Even though Eichler had made it clear in earlier correspondence with Belluschi that single-story designs were more in line with his production plan and land acquisitions, he nonetheless was proud enough of the original 'Life' house, and had worked out enough of the snags the first time around, to take on the custom build for McDonough. "As far as I could see," said McDonough, "he embraced the idea with some enthusiasm. In fact, he always seemed approachable, cooperative, and anxious to please."

McDonough and his family were indeed pleased when Eichler's 'Life' house re-creation, built for close to the same $25,000 price, was completed near the end of 1959. Architects Jones and Emmons, who had assisted Belluschi with modifications to the original house, made two significant changes for Eichler this time. The 'Life' house's unusual network of roof support beams that fanned out along the ceiling had been replaced by Eichler's trademark front-to-rear parallel beam system; and the carport, here replaced by a garage, had been position shifted to a different location.

"Eichler did a beautiful job of building the house, and of course the soaring roof was outstanding," McDonough pointed out. "Those were great and heady days when we were doing that. I wouldn't want to build two houses, though it was fun building that one."

Within four years, the McDonoughs, finding it difficult to raise a family with so many stairs and heights, reluctantly decided to move away. Their successors, the Kallmans, purchased the house for $46,000 in 1963 and have made it their home ever since.

kallman todayNearly 40 years have passed, and the home has aged, yet Robert and Ingrid Kallman have faithfully maintained the house throughout that time in pristine, exceptional condition, and with only minor modification. The Philippine mahogany walls remain unblemished and vibrant; and the tiny kitchen, almost impractical by today's standards, is still intact, functional, and a curious throwback to another era.

"The only modification I made in the past 40 years," admitted Robert Kallman, a now-retired professor of Stanford's department of radiation oncology, who started at the university in 1956, "was to turn the laundry room downstairs into an extra bedroom, and install a shower in its bathroom. We didn't see any need for anything else."

Inside and out, the Belluschi-Eichler house at Stanford commands a great presence and draws feelings from deep inside. Standing in the midst of its living-dining area, one can not help but be affected by the breathtaking wall of glass and the uplifting lines of the ceiling that reach skyward. "I like its free openness, the whole feeling of the place," Kallman expressed recently. "It's just a 'wonderful feeling' house." He and Ingrid are especially fond of the flower-filled patio -- a feature not found in the San Mateo house -- that Eichler created over the garage, adjoining to the dining room and kitchen.

Even though the home's great architect, the late Pietro Belluschi, never actually set foot inside Eichler's Stanford re-creation, it is certain that he would have agreed with Kallman and felt satisfied with the results -- today a majestic hideaway sheltered by towering pine and eucalyptus trees on the tranquil cul de sac of San Rafael Place.

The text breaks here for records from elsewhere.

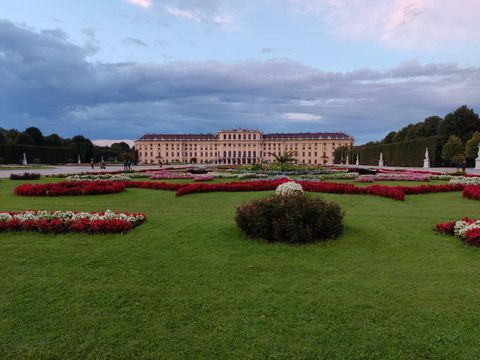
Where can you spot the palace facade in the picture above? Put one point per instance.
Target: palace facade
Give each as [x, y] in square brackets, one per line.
[239, 146]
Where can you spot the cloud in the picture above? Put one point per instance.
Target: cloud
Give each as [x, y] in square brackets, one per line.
[142, 3]
[398, 23]
[301, 116]
[109, 142]
[47, 81]
[267, 50]
[135, 42]
[211, 12]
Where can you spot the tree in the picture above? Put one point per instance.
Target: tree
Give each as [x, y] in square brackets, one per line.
[53, 140]
[285, 158]
[453, 150]
[471, 148]
[463, 122]
[24, 139]
[431, 125]
[389, 138]
[83, 147]
[35, 134]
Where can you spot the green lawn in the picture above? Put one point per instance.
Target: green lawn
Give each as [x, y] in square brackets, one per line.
[188, 285]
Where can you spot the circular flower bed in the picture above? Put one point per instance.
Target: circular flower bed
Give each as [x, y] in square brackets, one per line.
[289, 188]
[468, 230]
[293, 219]
[70, 221]
[70, 188]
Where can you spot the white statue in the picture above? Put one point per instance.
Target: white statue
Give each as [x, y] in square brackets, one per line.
[426, 161]
[477, 160]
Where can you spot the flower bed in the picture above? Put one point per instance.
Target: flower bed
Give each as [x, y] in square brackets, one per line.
[289, 188]
[98, 177]
[393, 177]
[204, 177]
[70, 221]
[428, 189]
[25, 176]
[465, 180]
[70, 188]
[153, 185]
[472, 192]
[167, 175]
[468, 230]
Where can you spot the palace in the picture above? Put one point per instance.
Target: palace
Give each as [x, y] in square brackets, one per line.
[239, 146]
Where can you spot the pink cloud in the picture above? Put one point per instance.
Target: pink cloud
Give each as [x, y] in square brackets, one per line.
[398, 23]
[142, 3]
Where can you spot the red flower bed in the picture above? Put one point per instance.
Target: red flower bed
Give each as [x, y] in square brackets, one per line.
[472, 192]
[427, 189]
[472, 236]
[68, 221]
[70, 188]
[446, 228]
[153, 185]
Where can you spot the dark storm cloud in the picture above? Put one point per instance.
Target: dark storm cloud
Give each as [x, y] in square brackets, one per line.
[46, 81]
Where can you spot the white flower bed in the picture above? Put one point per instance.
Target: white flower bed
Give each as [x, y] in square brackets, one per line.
[98, 177]
[442, 177]
[135, 219]
[465, 180]
[289, 188]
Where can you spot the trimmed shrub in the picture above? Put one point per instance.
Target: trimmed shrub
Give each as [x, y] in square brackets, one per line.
[294, 219]
[25, 176]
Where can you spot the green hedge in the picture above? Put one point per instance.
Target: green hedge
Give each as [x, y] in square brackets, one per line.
[46, 154]
[403, 153]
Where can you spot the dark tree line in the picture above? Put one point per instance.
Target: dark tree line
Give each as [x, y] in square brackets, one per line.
[458, 135]
[33, 139]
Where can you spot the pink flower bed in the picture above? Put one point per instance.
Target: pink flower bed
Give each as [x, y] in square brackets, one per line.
[164, 175]
[405, 176]
[168, 175]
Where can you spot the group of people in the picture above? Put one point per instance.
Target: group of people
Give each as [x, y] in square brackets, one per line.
[92, 164]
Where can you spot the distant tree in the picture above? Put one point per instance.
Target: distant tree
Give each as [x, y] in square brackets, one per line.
[284, 158]
[24, 139]
[53, 140]
[431, 125]
[35, 134]
[84, 147]
[463, 122]
[11, 135]
[389, 138]
[471, 148]
[453, 150]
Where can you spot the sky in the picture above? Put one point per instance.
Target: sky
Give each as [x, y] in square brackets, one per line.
[117, 69]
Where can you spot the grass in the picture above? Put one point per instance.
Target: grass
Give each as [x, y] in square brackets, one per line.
[188, 285]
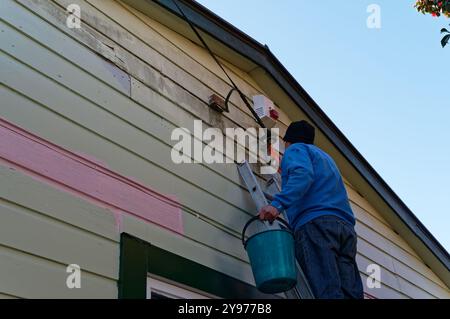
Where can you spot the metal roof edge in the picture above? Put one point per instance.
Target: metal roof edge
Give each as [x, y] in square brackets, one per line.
[260, 54]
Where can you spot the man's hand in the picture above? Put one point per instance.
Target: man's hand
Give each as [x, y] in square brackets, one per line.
[269, 213]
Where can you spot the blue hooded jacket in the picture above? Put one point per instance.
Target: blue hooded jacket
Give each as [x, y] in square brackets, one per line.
[311, 186]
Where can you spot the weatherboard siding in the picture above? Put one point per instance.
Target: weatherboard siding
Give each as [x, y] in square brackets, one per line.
[119, 86]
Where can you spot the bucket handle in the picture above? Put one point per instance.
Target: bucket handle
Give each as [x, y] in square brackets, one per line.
[251, 220]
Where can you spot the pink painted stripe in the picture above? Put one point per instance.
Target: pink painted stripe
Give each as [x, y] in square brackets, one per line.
[87, 177]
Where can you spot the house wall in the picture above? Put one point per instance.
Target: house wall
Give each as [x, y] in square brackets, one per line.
[103, 100]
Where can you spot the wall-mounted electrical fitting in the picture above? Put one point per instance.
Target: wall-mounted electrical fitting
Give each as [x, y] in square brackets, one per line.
[217, 103]
[265, 110]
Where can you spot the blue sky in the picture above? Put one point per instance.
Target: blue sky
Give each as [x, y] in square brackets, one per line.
[386, 89]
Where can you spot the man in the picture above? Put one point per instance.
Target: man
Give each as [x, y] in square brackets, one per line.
[315, 200]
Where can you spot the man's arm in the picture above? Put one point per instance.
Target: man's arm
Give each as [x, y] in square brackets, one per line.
[301, 175]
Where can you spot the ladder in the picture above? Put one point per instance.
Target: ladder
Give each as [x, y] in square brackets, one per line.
[261, 198]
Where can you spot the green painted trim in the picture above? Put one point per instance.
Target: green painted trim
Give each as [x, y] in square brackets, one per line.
[138, 258]
[133, 268]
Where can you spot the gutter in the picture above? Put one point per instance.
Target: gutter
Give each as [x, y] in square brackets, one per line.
[235, 39]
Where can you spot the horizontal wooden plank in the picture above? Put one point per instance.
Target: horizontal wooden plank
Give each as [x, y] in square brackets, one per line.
[186, 63]
[28, 276]
[57, 204]
[400, 269]
[147, 71]
[398, 283]
[381, 229]
[83, 112]
[384, 292]
[182, 52]
[6, 296]
[152, 100]
[31, 232]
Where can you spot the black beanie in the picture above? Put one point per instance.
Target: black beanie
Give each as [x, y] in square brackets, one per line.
[300, 132]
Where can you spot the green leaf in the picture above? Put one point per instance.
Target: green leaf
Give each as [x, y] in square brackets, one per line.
[445, 40]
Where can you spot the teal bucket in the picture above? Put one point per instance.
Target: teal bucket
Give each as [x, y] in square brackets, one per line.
[272, 257]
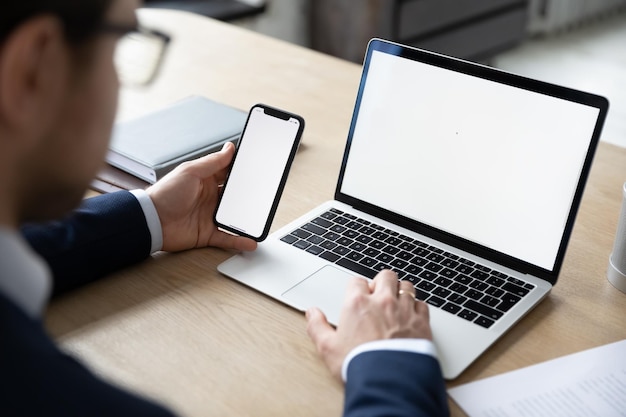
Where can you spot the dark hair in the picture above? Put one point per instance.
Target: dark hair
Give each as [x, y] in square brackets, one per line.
[80, 18]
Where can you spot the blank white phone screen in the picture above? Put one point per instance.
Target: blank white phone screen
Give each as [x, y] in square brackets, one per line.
[257, 171]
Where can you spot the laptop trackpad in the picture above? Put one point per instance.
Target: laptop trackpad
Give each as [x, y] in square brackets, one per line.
[324, 289]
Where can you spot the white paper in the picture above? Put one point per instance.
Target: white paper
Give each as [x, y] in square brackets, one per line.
[585, 384]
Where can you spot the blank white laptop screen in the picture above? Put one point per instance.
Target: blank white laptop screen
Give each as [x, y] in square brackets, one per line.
[491, 163]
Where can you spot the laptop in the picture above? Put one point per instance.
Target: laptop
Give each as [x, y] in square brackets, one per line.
[462, 178]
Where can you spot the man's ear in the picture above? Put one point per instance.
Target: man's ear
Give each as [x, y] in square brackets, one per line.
[33, 71]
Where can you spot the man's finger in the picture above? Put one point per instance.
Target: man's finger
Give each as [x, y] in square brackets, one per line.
[318, 328]
[213, 163]
[227, 241]
[386, 283]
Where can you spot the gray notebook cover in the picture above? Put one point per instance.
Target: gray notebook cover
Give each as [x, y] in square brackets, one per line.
[154, 144]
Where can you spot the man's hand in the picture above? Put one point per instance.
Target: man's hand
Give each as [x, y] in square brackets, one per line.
[383, 308]
[186, 199]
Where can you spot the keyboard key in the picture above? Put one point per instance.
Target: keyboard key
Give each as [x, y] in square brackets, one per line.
[478, 285]
[458, 288]
[435, 257]
[479, 275]
[378, 244]
[399, 263]
[421, 294]
[341, 250]
[356, 267]
[371, 252]
[322, 222]
[302, 234]
[359, 247]
[464, 269]
[338, 229]
[443, 281]
[381, 265]
[457, 299]
[406, 246]
[492, 313]
[516, 281]
[463, 279]
[315, 239]
[405, 256]
[366, 230]
[473, 294]
[289, 239]
[394, 241]
[328, 245]
[507, 302]
[392, 250]
[451, 308]
[495, 281]
[515, 289]
[314, 228]
[341, 220]
[490, 301]
[426, 286]
[433, 267]
[329, 256]
[494, 292]
[449, 273]
[363, 239]
[380, 236]
[368, 262]
[315, 250]
[383, 257]
[435, 301]
[413, 269]
[356, 256]
[344, 241]
[467, 315]
[441, 292]
[302, 244]
[429, 275]
[484, 321]
[353, 225]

The 'Life' house design represented only one small piece of Belluschi's 'Life'time of great accomplishments -- among other achievements, he was part of the architectural team responsible for the design of St. Mary's Cathedral in San Francisco -- but it nonetheless moved him enough to put some strong feelings into words.

"The house is compact and economical, still elegant in its simplicity," he wrote, having just completed the original design. "The advantage, especially the feeling of space of the interior, the gracious contact with ground and the exploitation of the spectacular view, are in my opinion most compelling."